Merak buyurmasınlar, öyle bir durum yok, olamaz da…
Şimdilerde hanım kısmı, erkeklerden bin kat baskın.
Her yerde onların dediği oluyor.
Onların beyanı esas, paşası paşaların en paşası!
Muhafazakâr erkekler de iyice "hanım köylü" oldu.
Ödleri kopuyor evden fırça yemekten.
Hizaya geldiler yani, getirildiler.
Yaşasın Feminizm!
*
Mesele, başka mesele…
Bu 12 yıl mecburi eğitim uygulaması o kadar kötü oldu ki…
Genç 18 yaşında mesleksiz diplomalı olarak liseden çıkıyor, hoop kapıları ardına kadar açık üniversitelerden birine kapak atıyor.
Bölüm çok, boş beleş bölüm de çok üniversitelerde.
Genç böylece hayatı en azından bir dört sene ötelemiş, kendisini çok sıkan aile ortamından uzaklaşmış, kendince âlemlere akmış oluyor.
Üniversite birinci sınıf böyle…
İkinci sınıfta, jetonlar düşmeye başlıyor.
Üçüncü sınıfta ise, "Benim halim ne olacak" tasası ağır basıyor.

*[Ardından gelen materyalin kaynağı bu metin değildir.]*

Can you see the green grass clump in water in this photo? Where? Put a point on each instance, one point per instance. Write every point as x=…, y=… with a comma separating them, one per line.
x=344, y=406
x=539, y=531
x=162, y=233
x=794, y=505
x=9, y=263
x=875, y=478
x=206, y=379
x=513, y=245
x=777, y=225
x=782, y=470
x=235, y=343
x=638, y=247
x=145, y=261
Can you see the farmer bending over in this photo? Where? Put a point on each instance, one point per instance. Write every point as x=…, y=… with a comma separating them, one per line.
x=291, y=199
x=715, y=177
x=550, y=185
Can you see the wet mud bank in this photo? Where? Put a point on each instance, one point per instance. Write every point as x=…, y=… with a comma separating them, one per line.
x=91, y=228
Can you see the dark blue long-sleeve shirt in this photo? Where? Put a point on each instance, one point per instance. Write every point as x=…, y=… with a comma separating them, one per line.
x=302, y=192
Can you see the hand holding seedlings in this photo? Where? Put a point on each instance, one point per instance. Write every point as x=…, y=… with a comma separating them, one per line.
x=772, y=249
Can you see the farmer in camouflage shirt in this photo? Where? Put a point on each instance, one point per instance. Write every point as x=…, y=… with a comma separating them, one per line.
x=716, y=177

Ne yazık ki liseyi mecburen bitirmiş, üniversiteye de "hayatı ötelemek için" kapak atmış "boş beleş" bölüm mezunu bir genç için yapacak fazla bir şey kalmıyor.
Devlete kapak atabilirse ne alâ…
Garanti iş, garanti maaş, garanti izin…
Hayaller bunlar.
Özel sektör zor, özel sektör çoğu zaman zalim!..

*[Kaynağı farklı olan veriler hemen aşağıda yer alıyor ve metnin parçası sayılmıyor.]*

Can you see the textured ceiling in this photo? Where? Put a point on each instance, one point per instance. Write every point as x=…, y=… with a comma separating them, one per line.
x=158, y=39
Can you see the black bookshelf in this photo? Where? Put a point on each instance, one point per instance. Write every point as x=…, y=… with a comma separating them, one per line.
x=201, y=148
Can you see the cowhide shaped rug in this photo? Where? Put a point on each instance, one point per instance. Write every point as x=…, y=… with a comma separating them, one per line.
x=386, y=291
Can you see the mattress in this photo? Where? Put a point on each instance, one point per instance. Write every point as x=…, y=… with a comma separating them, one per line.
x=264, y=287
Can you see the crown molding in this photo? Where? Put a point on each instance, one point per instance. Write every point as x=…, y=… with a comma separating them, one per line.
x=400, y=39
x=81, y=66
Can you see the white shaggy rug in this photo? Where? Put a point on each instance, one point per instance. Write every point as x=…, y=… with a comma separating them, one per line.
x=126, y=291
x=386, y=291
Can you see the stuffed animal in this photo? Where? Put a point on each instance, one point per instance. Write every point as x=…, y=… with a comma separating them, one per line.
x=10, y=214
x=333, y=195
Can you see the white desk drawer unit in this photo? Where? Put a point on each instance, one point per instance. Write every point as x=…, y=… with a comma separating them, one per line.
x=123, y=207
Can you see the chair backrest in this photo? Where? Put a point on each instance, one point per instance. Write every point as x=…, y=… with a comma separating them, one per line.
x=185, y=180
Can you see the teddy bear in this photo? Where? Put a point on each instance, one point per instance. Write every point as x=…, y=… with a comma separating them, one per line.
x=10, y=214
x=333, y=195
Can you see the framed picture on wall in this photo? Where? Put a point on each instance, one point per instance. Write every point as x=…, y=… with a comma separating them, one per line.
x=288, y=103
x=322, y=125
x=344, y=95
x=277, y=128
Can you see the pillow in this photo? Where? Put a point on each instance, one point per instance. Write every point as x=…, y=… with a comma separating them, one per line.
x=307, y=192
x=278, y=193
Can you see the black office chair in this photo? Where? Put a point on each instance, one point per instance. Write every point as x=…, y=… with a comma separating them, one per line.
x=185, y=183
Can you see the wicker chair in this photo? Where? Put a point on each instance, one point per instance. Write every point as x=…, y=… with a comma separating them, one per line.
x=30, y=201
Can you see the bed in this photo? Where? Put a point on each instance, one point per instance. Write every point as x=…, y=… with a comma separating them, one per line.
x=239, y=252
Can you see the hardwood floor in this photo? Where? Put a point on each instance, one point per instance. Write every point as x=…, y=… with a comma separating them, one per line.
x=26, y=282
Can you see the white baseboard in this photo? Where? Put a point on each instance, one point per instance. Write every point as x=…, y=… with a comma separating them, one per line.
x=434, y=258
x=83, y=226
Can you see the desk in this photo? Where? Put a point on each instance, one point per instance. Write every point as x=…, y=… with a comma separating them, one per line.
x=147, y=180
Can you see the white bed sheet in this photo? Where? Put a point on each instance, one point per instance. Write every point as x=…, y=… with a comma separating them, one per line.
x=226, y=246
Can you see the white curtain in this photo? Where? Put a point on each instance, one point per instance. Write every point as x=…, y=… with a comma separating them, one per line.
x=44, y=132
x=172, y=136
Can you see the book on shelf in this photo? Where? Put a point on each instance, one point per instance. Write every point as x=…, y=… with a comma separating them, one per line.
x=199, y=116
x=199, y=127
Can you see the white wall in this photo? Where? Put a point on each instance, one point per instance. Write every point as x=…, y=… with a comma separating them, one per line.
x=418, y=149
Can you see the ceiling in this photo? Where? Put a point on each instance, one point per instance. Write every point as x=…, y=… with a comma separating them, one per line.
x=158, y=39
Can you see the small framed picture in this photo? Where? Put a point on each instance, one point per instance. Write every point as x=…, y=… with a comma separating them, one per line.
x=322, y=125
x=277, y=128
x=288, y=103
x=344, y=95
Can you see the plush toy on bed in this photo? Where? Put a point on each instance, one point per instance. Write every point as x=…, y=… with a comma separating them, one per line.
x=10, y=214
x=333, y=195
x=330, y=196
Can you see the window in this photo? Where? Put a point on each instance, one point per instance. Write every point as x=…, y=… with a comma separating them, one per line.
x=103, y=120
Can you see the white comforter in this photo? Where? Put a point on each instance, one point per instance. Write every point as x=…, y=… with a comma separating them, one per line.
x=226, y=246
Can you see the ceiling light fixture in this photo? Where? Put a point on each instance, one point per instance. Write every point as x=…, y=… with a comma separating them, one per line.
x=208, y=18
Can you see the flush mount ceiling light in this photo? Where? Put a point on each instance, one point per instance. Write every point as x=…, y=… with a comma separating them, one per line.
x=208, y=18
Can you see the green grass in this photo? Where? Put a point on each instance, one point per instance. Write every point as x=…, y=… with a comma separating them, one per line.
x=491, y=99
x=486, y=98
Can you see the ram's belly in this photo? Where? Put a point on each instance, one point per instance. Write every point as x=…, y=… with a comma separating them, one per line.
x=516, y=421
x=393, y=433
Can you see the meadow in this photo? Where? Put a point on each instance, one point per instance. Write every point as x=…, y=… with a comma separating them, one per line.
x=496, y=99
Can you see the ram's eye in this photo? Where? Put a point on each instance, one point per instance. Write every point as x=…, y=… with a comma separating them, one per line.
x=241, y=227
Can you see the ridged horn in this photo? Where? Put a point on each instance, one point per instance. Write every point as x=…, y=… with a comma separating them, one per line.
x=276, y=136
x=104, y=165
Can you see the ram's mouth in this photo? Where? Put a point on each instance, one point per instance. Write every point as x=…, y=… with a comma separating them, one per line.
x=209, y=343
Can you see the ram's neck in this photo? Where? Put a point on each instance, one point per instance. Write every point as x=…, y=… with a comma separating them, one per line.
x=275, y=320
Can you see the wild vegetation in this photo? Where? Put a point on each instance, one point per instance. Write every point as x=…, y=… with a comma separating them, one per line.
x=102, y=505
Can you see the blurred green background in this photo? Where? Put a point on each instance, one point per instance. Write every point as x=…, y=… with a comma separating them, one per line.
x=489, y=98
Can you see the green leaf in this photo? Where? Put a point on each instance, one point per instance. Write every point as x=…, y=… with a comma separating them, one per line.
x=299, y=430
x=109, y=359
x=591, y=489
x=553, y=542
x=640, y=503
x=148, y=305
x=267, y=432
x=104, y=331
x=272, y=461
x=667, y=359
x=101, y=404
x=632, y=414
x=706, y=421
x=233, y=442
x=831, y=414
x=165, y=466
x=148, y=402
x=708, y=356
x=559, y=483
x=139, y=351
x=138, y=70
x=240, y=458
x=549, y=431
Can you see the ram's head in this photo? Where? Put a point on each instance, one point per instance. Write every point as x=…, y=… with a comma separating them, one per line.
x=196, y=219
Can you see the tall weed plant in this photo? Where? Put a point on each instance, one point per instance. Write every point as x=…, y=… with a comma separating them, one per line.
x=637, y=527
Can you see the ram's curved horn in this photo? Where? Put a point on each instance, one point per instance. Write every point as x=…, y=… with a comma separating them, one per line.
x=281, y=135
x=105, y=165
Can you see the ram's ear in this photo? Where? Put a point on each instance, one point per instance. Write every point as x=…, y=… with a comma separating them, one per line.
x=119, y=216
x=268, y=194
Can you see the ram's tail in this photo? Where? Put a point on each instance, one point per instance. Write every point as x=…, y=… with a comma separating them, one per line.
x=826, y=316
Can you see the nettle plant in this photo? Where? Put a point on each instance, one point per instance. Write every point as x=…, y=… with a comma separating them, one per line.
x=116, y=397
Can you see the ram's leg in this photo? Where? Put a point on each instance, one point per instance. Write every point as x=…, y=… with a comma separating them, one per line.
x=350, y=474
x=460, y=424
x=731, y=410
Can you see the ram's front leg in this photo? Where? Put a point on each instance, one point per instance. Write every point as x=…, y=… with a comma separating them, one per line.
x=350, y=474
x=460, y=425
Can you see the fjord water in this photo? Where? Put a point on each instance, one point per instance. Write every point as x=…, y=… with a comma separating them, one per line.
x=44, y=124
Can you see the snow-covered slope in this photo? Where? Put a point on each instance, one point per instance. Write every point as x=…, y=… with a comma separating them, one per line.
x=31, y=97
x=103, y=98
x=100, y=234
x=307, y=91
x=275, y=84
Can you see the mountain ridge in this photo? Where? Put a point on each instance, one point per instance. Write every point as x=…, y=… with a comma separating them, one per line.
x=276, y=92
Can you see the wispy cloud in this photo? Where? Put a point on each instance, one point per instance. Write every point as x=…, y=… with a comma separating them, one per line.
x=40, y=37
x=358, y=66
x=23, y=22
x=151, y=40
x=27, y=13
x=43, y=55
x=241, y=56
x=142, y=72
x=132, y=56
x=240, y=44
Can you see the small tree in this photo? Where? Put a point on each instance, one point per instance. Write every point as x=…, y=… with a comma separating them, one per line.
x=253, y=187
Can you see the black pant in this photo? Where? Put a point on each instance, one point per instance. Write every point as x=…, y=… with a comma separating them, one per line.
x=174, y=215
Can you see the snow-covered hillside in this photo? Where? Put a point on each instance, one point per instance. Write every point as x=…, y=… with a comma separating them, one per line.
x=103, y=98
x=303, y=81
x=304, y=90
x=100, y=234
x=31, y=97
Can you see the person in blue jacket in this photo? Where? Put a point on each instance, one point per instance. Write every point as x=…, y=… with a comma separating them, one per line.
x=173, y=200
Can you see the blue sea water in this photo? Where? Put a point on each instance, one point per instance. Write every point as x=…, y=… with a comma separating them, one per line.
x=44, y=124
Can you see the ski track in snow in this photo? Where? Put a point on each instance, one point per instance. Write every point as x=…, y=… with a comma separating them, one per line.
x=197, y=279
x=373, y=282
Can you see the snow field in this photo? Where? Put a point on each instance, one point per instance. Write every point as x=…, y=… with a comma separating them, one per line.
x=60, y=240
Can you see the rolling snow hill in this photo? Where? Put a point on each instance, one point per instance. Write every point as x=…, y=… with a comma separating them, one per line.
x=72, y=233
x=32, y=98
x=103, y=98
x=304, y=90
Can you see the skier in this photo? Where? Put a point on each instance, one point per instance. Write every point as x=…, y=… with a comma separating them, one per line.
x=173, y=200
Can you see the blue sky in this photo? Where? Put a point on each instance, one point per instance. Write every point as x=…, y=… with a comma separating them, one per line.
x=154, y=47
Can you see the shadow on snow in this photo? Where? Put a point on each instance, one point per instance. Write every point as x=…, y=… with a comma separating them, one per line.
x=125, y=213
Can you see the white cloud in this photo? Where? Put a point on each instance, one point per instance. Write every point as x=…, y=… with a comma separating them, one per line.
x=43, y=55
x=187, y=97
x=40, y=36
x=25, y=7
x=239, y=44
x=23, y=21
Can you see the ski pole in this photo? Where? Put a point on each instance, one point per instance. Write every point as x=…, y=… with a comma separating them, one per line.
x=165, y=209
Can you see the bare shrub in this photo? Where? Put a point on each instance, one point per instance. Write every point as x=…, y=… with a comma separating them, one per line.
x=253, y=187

Onun için, Devlete kapak atmak, gençlerin kahir ekseriyetinin tercihi…
Bunun için sınav kazanacaksın, yetmez çoğu durumda torpil bulacaksın!..
Ne sıkıntılı bir durum.
Gençler zamanında kabiliyetlerine, arzularına uygun mesleklere yönlendirilse…
Bir usta yanında pişirilse…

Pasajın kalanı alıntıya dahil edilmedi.